Je pense que l’incertitude a augmenté sur les marchés ces dernières années, en particulier depuis la pandémie de Covid-19. Je me demande constamment ce que cela implique pour la résilience, l’adaptabilité des marchés et leur capacité à se recentrer rapidement face à des informations changeantes. En réalité, nous observons le développement des ETF en partie en raison de cette demande croissante, car les ETF offrent un accès simple et rapide aux marchés. Par exemple, nous enregistrons cet entretien quelques semaines après l’annonce initiale des droits de douane, et nous constatons que les volumes de transactions des ETF actions et obligations ont atteint des records. Prenons un exemple : la proportion des transactions d’ETF dans le marché boursier américain est généralement corrélée positivement avec l’indice VIX (indice de volatilité). Avant le 2 avril, elle tournait autour de 27 % ou 28 %. Or, ces deux dernières semaines, elle a grimpé jusqu’à 40 % certains jours. Car si vous souhaitez ajuster rapidement vos risques, les ETF offrent une méthode simple et transparente. Ainsi, je pense que le développement des ETF est étroitement lié à la nécessité d’offrir davantage d’accès et de flexibilité dans un marché en mutation rapide.

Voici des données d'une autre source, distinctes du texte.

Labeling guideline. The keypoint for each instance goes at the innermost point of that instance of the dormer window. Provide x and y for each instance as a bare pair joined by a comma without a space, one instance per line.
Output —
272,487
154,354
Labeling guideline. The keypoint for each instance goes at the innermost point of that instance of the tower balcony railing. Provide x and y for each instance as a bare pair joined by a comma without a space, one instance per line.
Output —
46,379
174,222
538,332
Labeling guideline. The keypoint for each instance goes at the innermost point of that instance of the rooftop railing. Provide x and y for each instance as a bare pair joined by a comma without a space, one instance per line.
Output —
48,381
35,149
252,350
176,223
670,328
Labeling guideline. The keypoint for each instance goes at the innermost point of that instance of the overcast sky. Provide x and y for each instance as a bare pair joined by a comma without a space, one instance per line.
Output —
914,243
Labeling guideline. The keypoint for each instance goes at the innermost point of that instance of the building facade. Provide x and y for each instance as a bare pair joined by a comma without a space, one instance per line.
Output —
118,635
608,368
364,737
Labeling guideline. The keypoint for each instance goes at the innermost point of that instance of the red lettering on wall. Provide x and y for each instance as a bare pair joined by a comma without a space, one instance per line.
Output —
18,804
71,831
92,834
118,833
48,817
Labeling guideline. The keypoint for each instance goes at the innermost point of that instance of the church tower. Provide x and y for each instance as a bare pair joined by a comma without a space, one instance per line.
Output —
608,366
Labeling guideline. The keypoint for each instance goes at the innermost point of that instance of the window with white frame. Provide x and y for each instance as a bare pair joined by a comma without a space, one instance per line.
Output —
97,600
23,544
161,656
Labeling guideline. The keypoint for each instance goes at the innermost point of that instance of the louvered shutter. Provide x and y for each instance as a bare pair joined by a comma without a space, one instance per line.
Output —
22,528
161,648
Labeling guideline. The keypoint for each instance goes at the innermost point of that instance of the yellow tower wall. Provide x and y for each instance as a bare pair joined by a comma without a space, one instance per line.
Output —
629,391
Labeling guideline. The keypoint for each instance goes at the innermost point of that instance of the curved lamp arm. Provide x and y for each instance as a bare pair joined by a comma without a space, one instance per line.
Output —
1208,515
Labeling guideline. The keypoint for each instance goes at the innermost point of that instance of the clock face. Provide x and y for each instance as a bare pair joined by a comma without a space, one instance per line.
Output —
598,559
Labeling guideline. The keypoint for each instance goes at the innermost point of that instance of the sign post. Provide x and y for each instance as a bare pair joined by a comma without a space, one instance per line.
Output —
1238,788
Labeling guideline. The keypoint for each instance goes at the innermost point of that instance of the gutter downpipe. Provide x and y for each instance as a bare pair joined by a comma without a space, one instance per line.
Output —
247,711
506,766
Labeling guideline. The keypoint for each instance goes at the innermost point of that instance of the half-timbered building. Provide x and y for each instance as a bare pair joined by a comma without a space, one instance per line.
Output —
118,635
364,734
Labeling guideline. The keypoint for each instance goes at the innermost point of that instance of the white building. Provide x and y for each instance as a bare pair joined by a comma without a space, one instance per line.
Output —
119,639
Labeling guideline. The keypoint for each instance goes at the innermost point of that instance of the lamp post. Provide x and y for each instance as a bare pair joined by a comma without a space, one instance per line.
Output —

Gestion active vs gestion passive
Jason :
Imaginons que nous entrions dans une ère que l’on pourrait qualifier de forte volatilité généralisée. Actuellement, les ETF représentent plus de 50 % du total des fonds, et entre 13 % et 20 % du volume boursier. Selon la vision classique, on aurait tendance à dire que dans une période de forte volatilité, on a besoin de davantage de stratégies actives et de gestionnaires actifs, tandis que dans un environnement moins volatile, on privilégierait plutôt la gestion passive ou indicielle.Quel rôle attribuez-vous aux ETF dans un marché à forte volatilité ?
Samara Cohen :
Je suis gestionnaire de portefeuilles indiciels, et mon mari est quant à lui un gestionnaire actif, à la recherche d’alpha. Pourtant, gérer un ETF ou un portefeuille indiciel n’est pas complètement passif. Et plus important encore, la décision des investisseurs d’utiliser un ETF ou d’adopter une stratégie indicielle dans leur processus d’investissement n’est absolument pas passive non plus. C’est un point essentiel à souligner.
En reprenant l’évolution de BlackRock depuis son acquisition de BGI en 2009, la gestion active et la gestion passive forment en réalité un continuum. Les investisseurs peuvent utiliser ce spectre pour construire leurs portefeuilles, en décidant quand ils ont besoin de blocs centraux de bêta, et quand ils veulent miser sur des titres spécifiques à conviction forte. Dans la période post-Covid, certaines des plus grandes institutions ont adopté massivement les ETF, notamment des sociétés de gestion comme BlackRock qui les utilisent pour allouer des actifs dans leurs stratégies, en particulier dans les ETF obligataires.
Pour répondre à vos statistiques, je pense que votre estimation concernant la part des actions dans des enveloppes ETF ou ETP est approximativement correcte, mais la part des obligations est beaucoup plus faible. Seulement 1 % à 2 % du marché obligataire se trouve actuellement dans des produits ETP. Naturellement, pour ceux d’entre nous qui suivent attentivement le marché, la part du bitcoin se situe autour de 5 %, entre les actions et les obligations.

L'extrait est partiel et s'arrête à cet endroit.